Terrapin Station wrote: ↑March 29th, 2020, 10:23 am
I'm using the standard philosophical distinction where "real" is the same as my "objective"--"real" refers to extramental phenomena. This is the sense in which anyone who is an "antirealist" on any x is using the term. Antirealists are denying that x occurs extramentally. They're not necessarily denying that x is a mental phenomenon.
TP, this entire "mental/extramental" dichotomy of yours is a postulate of a particular ontological theory, which, like most ontological theories, is nonsense. The only evidence you can possibly have for any "extramental" phenomena --- entities, events, properties, etc. --- is sensory phenomena, which are all "mental phenomena." ALL of those entities, events, properties are constructs of your brain, constructed from the raw material of sensory impressions. Rocks, stars, trees, colors, odors, sounds, cats, butterflies, other humans are no more "real" (in the transcendental sense I think you mean) than ideas, love, joy, meanings, theories, laws, principles, electromagnetic and gravitational fields, photons, quarks, virtual particles, money, religions, minutes and seconds, and endless other hypothetical and abstract entities. Those are all entities --- including the rocks and trees --- invented or postulated by us to impose some order, some coherence, on the kaleidoscope of sensory experience. They are all "real" if they play some useful role in that endeavor.

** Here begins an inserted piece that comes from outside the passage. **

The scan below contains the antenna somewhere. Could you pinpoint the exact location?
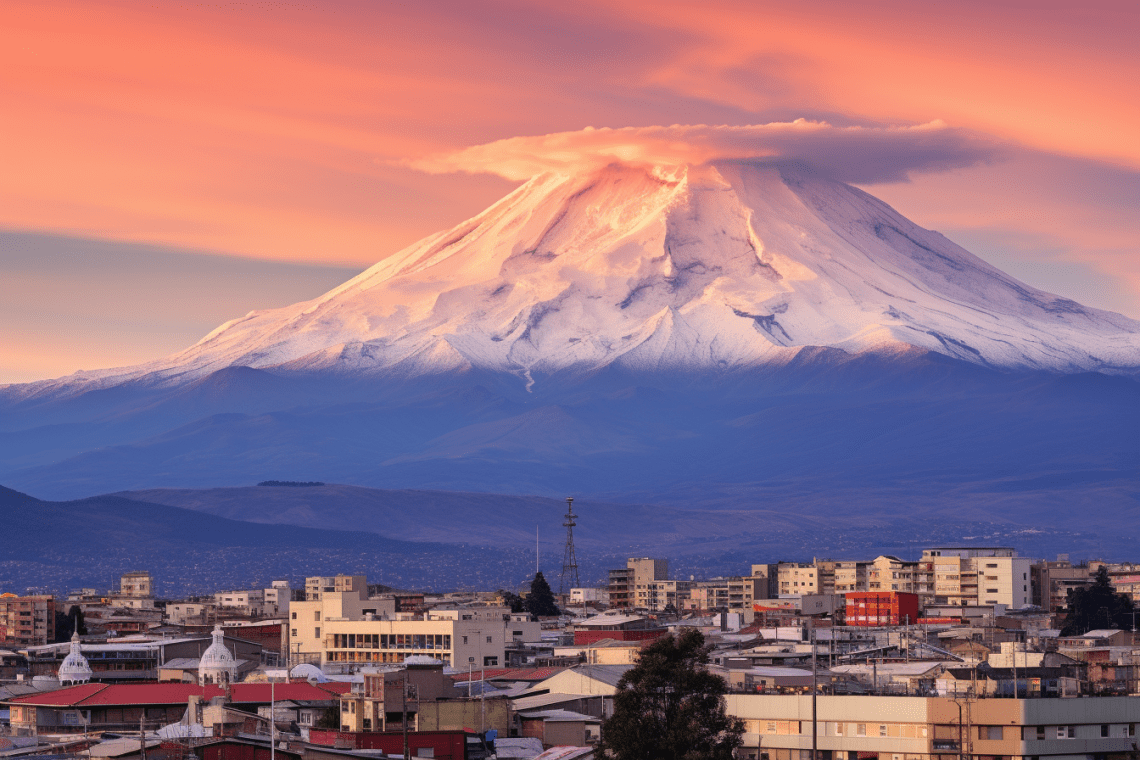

"Real" things do, of course, fall into different classes, and propositions asserting the existence of something have different kinds of truth conditions, depending on the class to which the thing belongs. You can't confirm "Alfie loves Annabelle" by the same method you would confirm "It's raining outside," or "There is no largest prime," or "Slavery is morally wrong." But all of those propositions have public truth conditions of some sort.